Having your cake and eating it too: How Vizio built a next-generation data platform to enable BI reporting, real-time streaming, and AI/ML

-

: Parveen Jindal, Darren Liu, Alina Smirnova

VIZIO is the leading Smart TV brand in the USA, harnessing data from our Smart TV’s to power our platform business and create engaging experiences for our customers. As a pacesetter in the info & analytics space, we’ve made great strides in innovating the watching experience. Now as we considered the long run needs of our businesses, we migrated to the Databricks Lakehouse to support our rapid growth.

Before Databricks Lakehouse, we had no single platform to run a knowledge as a service business at large scale which requires ingesting and processing data in real time from hundreds of thousands of TVs. So we got creative by stitching together many data services and leveraging a knowledge warehouse to power our business. It was an excellent system, but as the info volumes and the number of recent features the business desired to add grew, managing this method became prohibitively expensive and time consuming to administer.

Moreover, it might have been a large undertaking to bolt on a separate real-time streaming and production ML system on top of our current Data Warehouse to support recent features. This may’ve required us to construct these systems from scratch and taking data out and governing it (together with any models) outside of the Data Warehouse entirely.

First, we identified a slew of options for standardizing our future platform. We evaluated the next options:

● Staying on our current Data Warehouse + homegrown solutions

● Moving to a Data Warehouse (together with using DBT, Airflow, an ML platform, a separate streaming layer, etc.)

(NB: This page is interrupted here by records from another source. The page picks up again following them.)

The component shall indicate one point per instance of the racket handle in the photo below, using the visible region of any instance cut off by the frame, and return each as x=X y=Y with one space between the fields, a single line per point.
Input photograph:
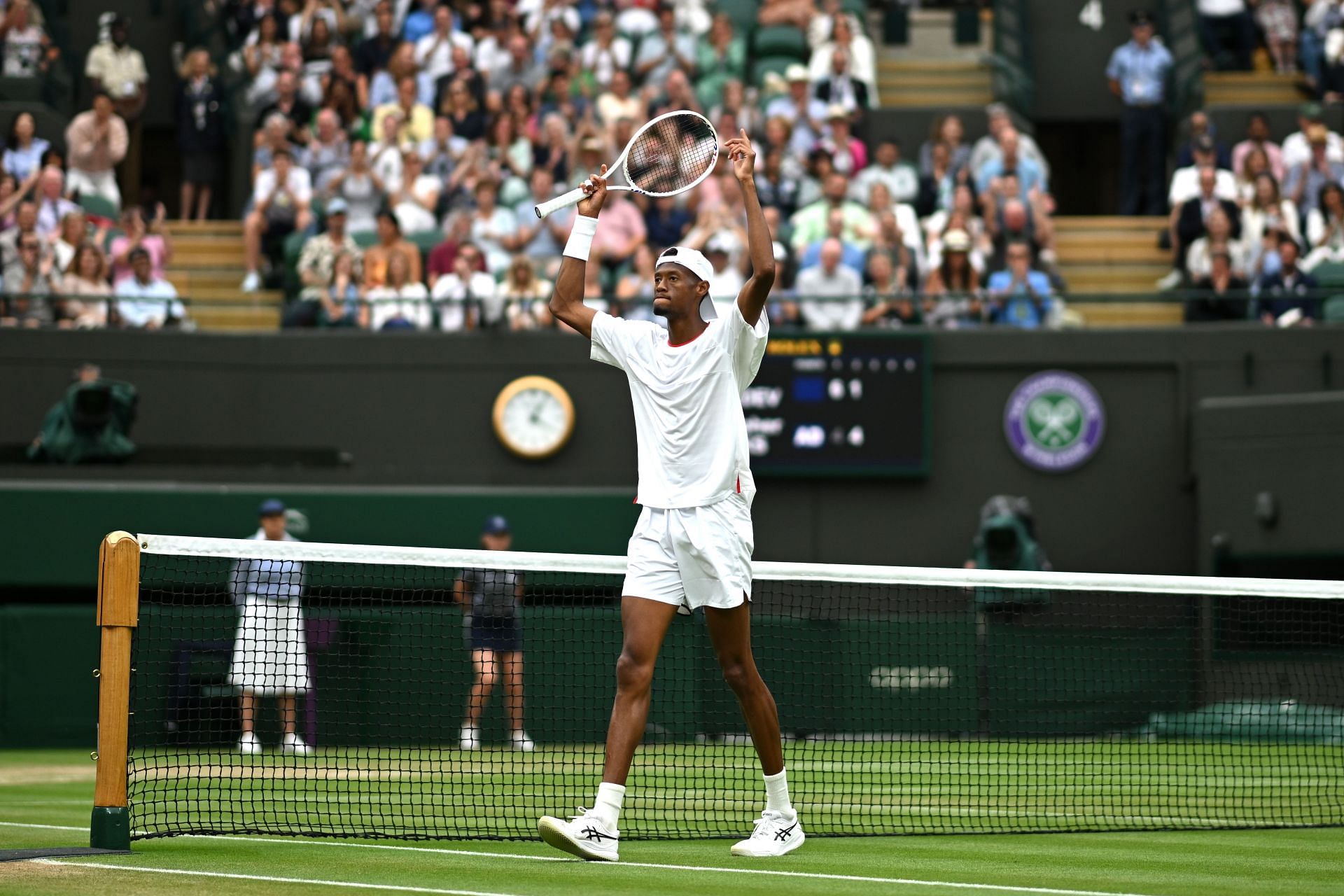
x=565 y=200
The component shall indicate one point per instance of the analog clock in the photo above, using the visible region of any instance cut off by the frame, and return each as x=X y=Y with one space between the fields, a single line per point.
x=534 y=416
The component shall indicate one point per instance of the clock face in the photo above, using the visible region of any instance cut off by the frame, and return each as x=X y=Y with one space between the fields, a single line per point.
x=534 y=416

● Self-hosting Spark and the relevant other services needed

● Databricks Lakehouse

Just about all solutions were infeasible and easily created different “Frankenstein architectures” that might force us down the identical path again.

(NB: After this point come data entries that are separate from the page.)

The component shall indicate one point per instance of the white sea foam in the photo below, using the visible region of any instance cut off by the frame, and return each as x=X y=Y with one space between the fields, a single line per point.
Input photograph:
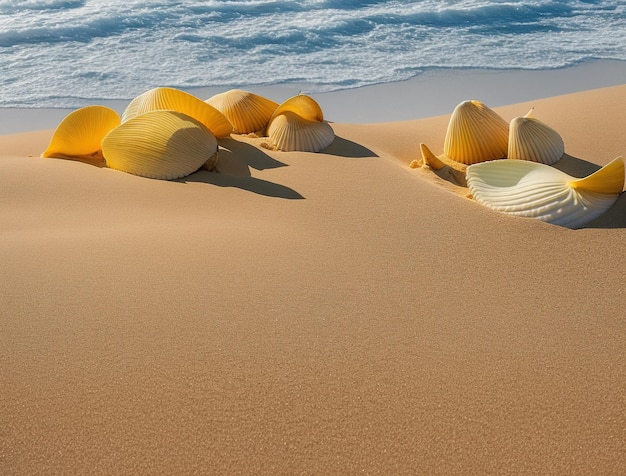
x=59 y=53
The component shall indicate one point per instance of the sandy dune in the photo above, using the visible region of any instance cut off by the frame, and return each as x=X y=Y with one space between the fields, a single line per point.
x=333 y=313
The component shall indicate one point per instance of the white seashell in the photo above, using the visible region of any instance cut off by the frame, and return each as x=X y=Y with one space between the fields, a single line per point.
x=290 y=132
x=169 y=99
x=530 y=139
x=246 y=111
x=531 y=189
x=81 y=132
x=475 y=134
x=159 y=144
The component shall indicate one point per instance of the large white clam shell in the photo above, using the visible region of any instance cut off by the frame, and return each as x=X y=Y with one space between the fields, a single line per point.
x=170 y=99
x=531 y=189
x=530 y=139
x=81 y=132
x=290 y=132
x=475 y=134
x=246 y=111
x=159 y=144
x=298 y=125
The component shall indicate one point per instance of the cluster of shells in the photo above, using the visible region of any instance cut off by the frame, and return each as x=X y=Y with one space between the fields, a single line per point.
x=508 y=168
x=166 y=133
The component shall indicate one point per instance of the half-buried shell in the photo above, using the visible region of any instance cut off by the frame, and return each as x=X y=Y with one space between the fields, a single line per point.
x=530 y=139
x=246 y=111
x=170 y=99
x=298 y=125
x=80 y=133
x=475 y=134
x=290 y=132
x=531 y=189
x=159 y=144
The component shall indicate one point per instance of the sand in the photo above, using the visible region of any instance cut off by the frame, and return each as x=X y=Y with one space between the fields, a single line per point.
x=333 y=313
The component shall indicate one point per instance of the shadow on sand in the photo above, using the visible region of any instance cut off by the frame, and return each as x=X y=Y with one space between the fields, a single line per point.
x=341 y=147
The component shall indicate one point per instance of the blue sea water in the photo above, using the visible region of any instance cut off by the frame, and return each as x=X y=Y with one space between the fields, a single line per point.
x=69 y=53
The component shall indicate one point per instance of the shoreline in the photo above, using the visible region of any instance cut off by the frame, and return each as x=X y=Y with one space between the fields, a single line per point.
x=313 y=313
x=433 y=93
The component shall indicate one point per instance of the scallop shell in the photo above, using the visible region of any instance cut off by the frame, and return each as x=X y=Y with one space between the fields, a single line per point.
x=530 y=139
x=159 y=144
x=246 y=111
x=298 y=125
x=475 y=134
x=290 y=132
x=304 y=106
x=531 y=189
x=170 y=99
x=81 y=132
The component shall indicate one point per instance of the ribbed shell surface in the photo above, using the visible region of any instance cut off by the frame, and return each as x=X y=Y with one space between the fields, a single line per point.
x=170 y=99
x=530 y=139
x=475 y=134
x=290 y=132
x=531 y=189
x=81 y=132
x=304 y=106
x=159 y=144
x=246 y=111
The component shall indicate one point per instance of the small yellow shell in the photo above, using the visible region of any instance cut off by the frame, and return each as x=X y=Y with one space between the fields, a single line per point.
x=80 y=133
x=290 y=132
x=159 y=144
x=475 y=134
x=170 y=99
x=531 y=189
x=530 y=139
x=304 y=106
x=246 y=111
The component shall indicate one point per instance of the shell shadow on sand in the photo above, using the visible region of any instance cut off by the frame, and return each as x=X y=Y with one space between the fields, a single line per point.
x=341 y=147
x=233 y=170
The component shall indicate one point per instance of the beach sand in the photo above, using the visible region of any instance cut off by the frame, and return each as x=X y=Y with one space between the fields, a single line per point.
x=332 y=313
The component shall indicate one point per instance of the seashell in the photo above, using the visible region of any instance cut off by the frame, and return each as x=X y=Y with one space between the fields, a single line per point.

TL;DR — Databricks was the and most solution of any we tested. With the opposite Data Warehouse vendors we considered, we might’ve had to construct our own systems for real-time streaming, exploratory data science, orchestration, and production MLops. Databricks offered the total gamut of aforementioned tooling, which enabled us to get to production quickly and manage the environment easily.

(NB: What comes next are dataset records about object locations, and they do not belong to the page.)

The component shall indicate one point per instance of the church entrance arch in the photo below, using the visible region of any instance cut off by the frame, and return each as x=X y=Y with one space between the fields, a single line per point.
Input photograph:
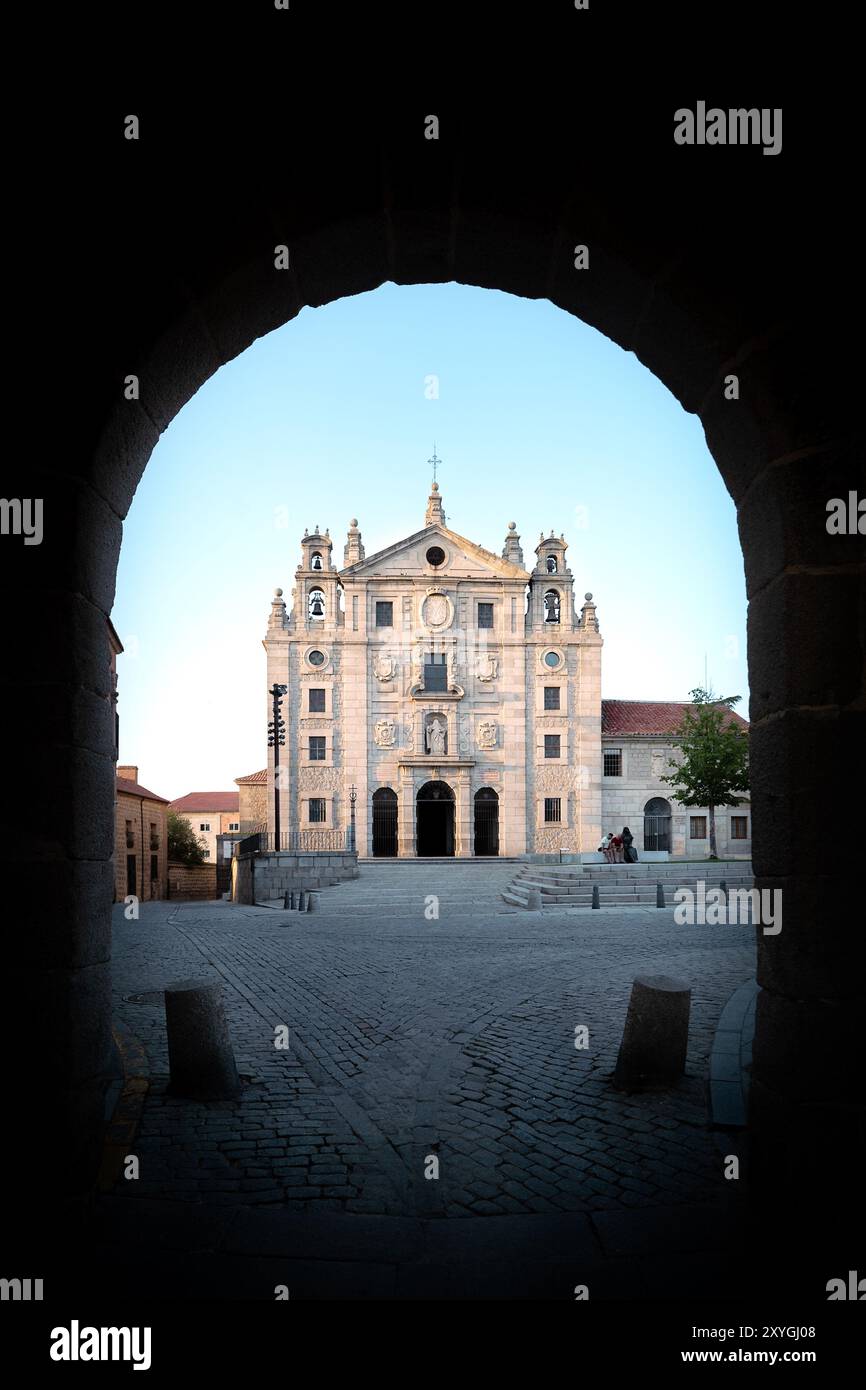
x=384 y=823
x=435 y=820
x=487 y=822
x=656 y=824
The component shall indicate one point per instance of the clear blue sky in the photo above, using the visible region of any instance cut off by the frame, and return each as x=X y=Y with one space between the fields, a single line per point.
x=538 y=420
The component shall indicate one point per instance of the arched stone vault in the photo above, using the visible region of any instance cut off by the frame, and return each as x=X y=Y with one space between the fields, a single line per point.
x=697 y=270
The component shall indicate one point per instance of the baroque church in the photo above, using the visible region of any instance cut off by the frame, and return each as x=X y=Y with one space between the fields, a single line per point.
x=445 y=701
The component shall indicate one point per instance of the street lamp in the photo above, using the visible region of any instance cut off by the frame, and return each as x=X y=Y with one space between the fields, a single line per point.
x=277 y=741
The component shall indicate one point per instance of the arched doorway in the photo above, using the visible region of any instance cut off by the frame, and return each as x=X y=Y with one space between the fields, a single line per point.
x=487 y=822
x=656 y=824
x=384 y=823
x=435 y=820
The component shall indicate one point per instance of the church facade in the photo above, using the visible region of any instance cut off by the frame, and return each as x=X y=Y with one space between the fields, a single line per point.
x=441 y=698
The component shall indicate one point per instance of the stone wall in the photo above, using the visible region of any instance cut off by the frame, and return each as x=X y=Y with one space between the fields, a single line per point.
x=257 y=877
x=192 y=881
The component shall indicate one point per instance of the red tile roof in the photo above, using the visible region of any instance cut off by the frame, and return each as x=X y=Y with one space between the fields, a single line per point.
x=136 y=790
x=648 y=716
x=207 y=801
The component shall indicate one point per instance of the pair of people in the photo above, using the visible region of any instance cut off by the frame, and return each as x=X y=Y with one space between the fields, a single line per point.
x=619 y=848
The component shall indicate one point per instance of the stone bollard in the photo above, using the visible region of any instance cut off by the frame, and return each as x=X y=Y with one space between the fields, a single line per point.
x=200 y=1055
x=655 y=1037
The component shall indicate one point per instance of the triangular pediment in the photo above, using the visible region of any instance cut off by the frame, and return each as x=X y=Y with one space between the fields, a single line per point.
x=406 y=558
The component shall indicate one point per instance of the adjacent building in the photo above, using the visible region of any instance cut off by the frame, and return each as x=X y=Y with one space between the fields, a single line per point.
x=210 y=813
x=141 y=838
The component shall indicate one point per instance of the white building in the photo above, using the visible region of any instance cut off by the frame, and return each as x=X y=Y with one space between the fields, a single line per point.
x=458 y=694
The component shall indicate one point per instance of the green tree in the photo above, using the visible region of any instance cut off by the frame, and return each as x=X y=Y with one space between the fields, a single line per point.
x=184 y=845
x=713 y=763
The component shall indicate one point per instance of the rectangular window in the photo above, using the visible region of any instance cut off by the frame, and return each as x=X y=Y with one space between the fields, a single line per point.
x=435 y=672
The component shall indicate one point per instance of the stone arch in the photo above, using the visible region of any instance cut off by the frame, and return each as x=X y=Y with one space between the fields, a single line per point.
x=692 y=307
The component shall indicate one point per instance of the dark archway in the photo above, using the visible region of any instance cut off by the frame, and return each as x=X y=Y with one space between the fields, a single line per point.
x=711 y=285
x=656 y=823
x=384 y=823
x=487 y=822
x=435 y=820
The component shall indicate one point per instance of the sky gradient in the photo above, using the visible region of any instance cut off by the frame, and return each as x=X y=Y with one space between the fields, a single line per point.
x=538 y=420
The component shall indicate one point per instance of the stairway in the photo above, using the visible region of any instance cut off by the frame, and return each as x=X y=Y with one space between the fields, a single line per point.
x=620 y=886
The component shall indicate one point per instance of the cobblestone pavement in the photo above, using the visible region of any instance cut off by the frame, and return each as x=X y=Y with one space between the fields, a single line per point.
x=412 y=1039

Here were the first criteria that drove our decision:

● — Databricks is built on open-source components akin to Spark, Delta Lake, and MLflow, that are battle-tested industry standard projects with years of support

● — We’re processing 100s of TB’s of knowledge a day, having a platform that’s robust enough to handle this scale to maintain our business running was paramount.

○ Databricks with Photon was in a position to provide us excellent performance for our Join-heavy workloads, but on the info lake with open table formats, and with costs growing linearly to data growth, even at massive scale.

○ Specifically, Databricks Photon proved to be 3X faster for our needs than other data warehouse vendors. This gave us confidence that the system could scale well.

● — Running a platform at this scale, keeping costs in line could be very essential. Databricks enabled us to scale our costs linearly as our data grew and ensure we were running the platform in probably the most optimal fashion.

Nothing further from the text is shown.